- Hans Waldenfels, in c. 1990
- Born: 20 October 1931 Essen, Rhine Province, Prussia, Germany
- Died: 12 November 2023 (aged 92) Essen, North Rhine-Westphalia, Germany
- Education: Sophia University; Pontifical Gregorian University;
- Occupations: Priest; Theologian;

= Hans Waldenfels =

German Jesuit priest and theologian (1931–2023)

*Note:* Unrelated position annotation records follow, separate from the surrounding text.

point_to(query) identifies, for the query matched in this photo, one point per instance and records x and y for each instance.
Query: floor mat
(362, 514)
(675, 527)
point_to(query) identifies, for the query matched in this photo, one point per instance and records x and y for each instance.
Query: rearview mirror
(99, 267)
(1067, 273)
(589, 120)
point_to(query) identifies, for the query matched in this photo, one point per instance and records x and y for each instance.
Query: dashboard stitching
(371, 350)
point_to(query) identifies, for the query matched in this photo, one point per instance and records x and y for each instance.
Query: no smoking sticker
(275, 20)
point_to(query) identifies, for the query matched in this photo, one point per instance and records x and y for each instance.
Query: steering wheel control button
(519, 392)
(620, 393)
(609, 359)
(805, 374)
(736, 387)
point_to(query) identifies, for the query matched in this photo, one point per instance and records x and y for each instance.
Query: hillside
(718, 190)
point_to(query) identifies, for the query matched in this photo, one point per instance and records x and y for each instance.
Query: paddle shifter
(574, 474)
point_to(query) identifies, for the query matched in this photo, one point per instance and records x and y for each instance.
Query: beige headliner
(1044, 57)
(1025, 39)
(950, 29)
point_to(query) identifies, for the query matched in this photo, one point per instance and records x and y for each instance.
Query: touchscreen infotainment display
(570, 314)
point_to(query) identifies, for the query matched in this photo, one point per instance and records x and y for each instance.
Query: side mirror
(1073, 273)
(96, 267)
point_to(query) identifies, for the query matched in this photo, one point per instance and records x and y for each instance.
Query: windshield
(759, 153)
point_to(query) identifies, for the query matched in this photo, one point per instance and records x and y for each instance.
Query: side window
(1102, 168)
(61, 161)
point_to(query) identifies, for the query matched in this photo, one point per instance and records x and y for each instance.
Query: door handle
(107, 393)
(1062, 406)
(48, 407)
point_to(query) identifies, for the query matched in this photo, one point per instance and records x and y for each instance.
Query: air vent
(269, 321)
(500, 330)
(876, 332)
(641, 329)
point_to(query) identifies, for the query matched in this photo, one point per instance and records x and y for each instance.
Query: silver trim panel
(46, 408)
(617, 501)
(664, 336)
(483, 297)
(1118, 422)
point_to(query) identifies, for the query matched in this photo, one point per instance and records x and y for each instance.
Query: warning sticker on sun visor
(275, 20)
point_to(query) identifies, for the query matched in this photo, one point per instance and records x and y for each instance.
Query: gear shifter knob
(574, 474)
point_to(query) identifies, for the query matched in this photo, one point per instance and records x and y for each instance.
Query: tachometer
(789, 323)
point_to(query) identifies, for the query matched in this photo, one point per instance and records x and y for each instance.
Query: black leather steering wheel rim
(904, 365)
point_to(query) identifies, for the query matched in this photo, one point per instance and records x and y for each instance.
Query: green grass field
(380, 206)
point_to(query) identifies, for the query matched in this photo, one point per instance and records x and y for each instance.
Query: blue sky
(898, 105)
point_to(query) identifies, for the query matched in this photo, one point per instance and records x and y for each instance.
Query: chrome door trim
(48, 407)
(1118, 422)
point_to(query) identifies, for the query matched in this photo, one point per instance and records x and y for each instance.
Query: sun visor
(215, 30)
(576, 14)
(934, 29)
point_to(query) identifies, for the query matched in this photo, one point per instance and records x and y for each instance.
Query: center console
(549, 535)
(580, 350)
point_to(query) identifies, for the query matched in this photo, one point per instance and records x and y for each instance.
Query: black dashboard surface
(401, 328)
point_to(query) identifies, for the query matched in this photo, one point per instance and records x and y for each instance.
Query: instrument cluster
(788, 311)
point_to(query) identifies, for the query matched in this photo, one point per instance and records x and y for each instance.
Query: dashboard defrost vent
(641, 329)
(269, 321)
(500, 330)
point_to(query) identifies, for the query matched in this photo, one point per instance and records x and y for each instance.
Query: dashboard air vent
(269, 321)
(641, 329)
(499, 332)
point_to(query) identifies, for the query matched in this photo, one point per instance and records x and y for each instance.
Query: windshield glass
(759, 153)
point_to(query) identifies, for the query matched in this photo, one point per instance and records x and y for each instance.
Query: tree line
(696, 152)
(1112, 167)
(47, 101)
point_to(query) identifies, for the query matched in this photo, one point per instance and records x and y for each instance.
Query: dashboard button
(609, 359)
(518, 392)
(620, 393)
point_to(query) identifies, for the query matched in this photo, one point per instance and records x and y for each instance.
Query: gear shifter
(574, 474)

Hans Waldenfels (20 October 1931 – 12 November 2023) was a German Jesuit priest, biblist, and theologian.
He was a professor of fundamental theology at the University of Bonn.

==Biography==
Born in Essen on 20 October 1931, Waldenfels was the older brother of philosopher Bernhard Waldenfels. On 5 April 1951, he joined the Society of Jesus and completed his novitiate and philosophy studies in Pullach. From 1960 to 1964, he studied philosophy at Sophia University in Tokyo and was ordained on 18 March 1964 by Archbishop of Tokyo Peter Doi. From 1965 to 1968, he studied for his doctorate at the Pontifical Gregorian University in Rome and the University of Münster. His thesis, titled Révélation - Le Concile Vatican II sur fond de la théologie nouvelle, was published in 1969 under the direction of Karl Rahner. In 1976, he became a professor at the University of Würzburg.

In 1977, Waldenfels became a professor of fundamental theology, religious theology, and theological philosophy at the University of Bonn. He was dean of the faculty of theology there from 1979 to 1980 and from 1988 to 1990. He became a professor emeritus in 1997. He was a vicar in Düsseldorf from 1991 to 2006. From 2006 to 2007, he was a guest professor at Marquette University in the United States.

Waldenfels earned an honorary doctorate from the Cardinal Stefan Wyszyński University in Warsaw in 1993. He wrote numerous works on theology and Biblical criticism. He also sought interreligious dialogue with Judaism, Hinduism, Buddhism, and Islam.

Hans Waldenfels died in Essen on 12 November 2023, at the age of 92.

==Publications==
- Offenbarung. Das 2. Vatikanische Konzil auf dem Hintergrund der neueren Theologie (1969)
- Absolutes Nichts. Zur Grundlegung des Dialogs zwischen Buddhismus und Christentum (1976)
- Kontextuelle Fundamentaltheologie (1984)
- Phänomen Christentum. Eine Weltreligion in der Welt der Religionen (1994)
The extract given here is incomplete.